Our assays via microscopy and the bulk assay shows that our promoters are functional as cell-cycle dependent tools. The application of such tools are widespread and certainly not limited to astrobiology; we could use nrdP to empirically determine doubling times and could possibly extrapolate DNA content from intensity of signals expressed by polAP. However, we are first and foremost interested in its use in astrobiology, and this use is clear too. In the immediate case, we plan to use these promoters in reporters expressed in bacteria that we will aerosolize into a suspension chamber. The presence of similar oscillations in fluorescence that we observed in the bulk assay would suggest that bacteria can reproduce in aerosol and therefore inhabit a niche in the clouds. Applying this use further, similar remote biosensing could be used in an experiment in the clouds of Venus itself, where observers could potentially detect certain fluorescence readings remotely rather than having to scour the hellish Venusian clouds to capture some bacteria for a Western blot. Thus, we suggest promoter tools like nrdP and polAP present a broad range of possibilities to researchers, especially in the new application of synthetic astrobiology.

Sources:

Messer M., Weigel C.: DnaA initiator - also a transcription factor. Molecular Microbiology 1997, 24:1-6.

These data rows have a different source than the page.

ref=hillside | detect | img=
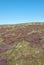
[0,23,44,65]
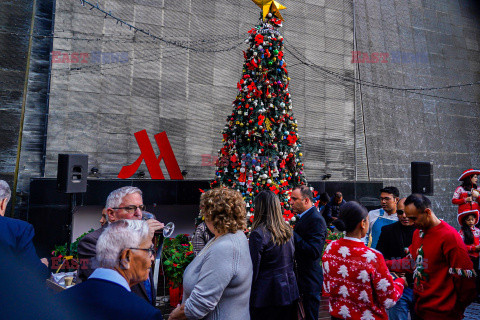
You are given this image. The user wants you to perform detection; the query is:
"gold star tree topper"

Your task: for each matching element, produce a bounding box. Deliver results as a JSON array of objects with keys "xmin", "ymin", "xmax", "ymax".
[{"xmin": 252, "ymin": 0, "xmax": 287, "ymax": 21}]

Chiaramello A.E., Zyskind, J.W.: Coupling of DNA replication to growth rate in Escherichia coli: A possible role for guanosine tetraphosphate. J. Bacteriology 1990, 172:2013-2019.

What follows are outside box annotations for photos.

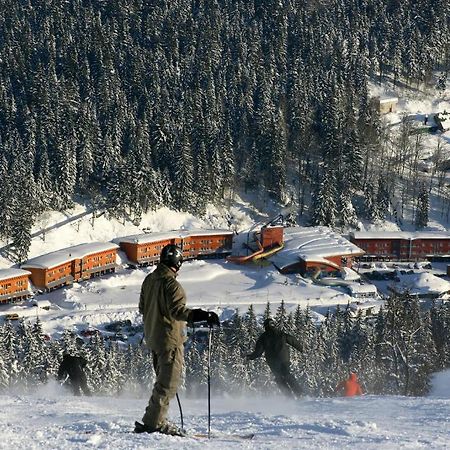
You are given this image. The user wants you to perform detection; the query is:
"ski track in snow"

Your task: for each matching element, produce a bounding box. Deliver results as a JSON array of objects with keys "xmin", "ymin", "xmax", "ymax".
[{"xmin": 0, "ymin": 388, "xmax": 450, "ymax": 450}]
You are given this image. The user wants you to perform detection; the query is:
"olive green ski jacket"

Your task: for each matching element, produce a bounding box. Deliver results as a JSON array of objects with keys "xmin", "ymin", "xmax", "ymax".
[{"xmin": 139, "ymin": 264, "xmax": 192, "ymax": 353}]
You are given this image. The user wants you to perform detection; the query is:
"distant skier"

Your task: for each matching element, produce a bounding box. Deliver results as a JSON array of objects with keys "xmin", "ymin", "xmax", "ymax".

Quiñones A., Wandt G., Kleinstauber S., Messer W.: DnaA protein stimulates polA gene expression in Escherichia coli. Molecular Microbiology 1997, 23: 1193-1202.

Sun L., Jacobson B., Dien B., Srienc F., Fuchs J.: Cell Cycle Regulation of the Escherichia coli nrd Operon: Requirement for a cis-Acting Upstream AT-Rich Sequence. J. Bacteriology 1994, 176: 2415-2426.

Sun L., Fuchs J.: Escherichia coli Ribonucleotide Reductase Expression is Cell Cycle Regulated. Molecular Biology of the Cell 1992, 3:1095-1105.

Messer W.: The bacterial replication initiator DnaA. DnaA and oriC, the bacterial mode to initiate DNA replication 2002, 26:355-374.

Lam A., St-Pierre F., Gong Y., Marshall J.D., Cranfill P.J., Baird M.A., McKeown M.R., Wiedenmann J., Davidson M.W., Schnitzer M., Tsien R.Y., Lin M.Z.: Improved dynamic range of genetically encoded FRET sensors with bright new green and red fluorescent proteins. Nature Methods 2012, 9:1005-1012.

Ferullo D.J., Cooper D.L., Moore H.R., Lovett S.T.: Cell cycle synchronization of E. coli using the stringent response, with fluorescence labeling assays for DNA content and replication. Methods 2009, 48:8-13.

Grant M.A.A., Saggioro C., Ferrari U., Bassetti B., Sclavi B., Lagomarsino M.C.: DnaA and the timing of chromosome replication in Escherichia coli as a function of growth rate. BMC Systems Biology 2011, 5:201.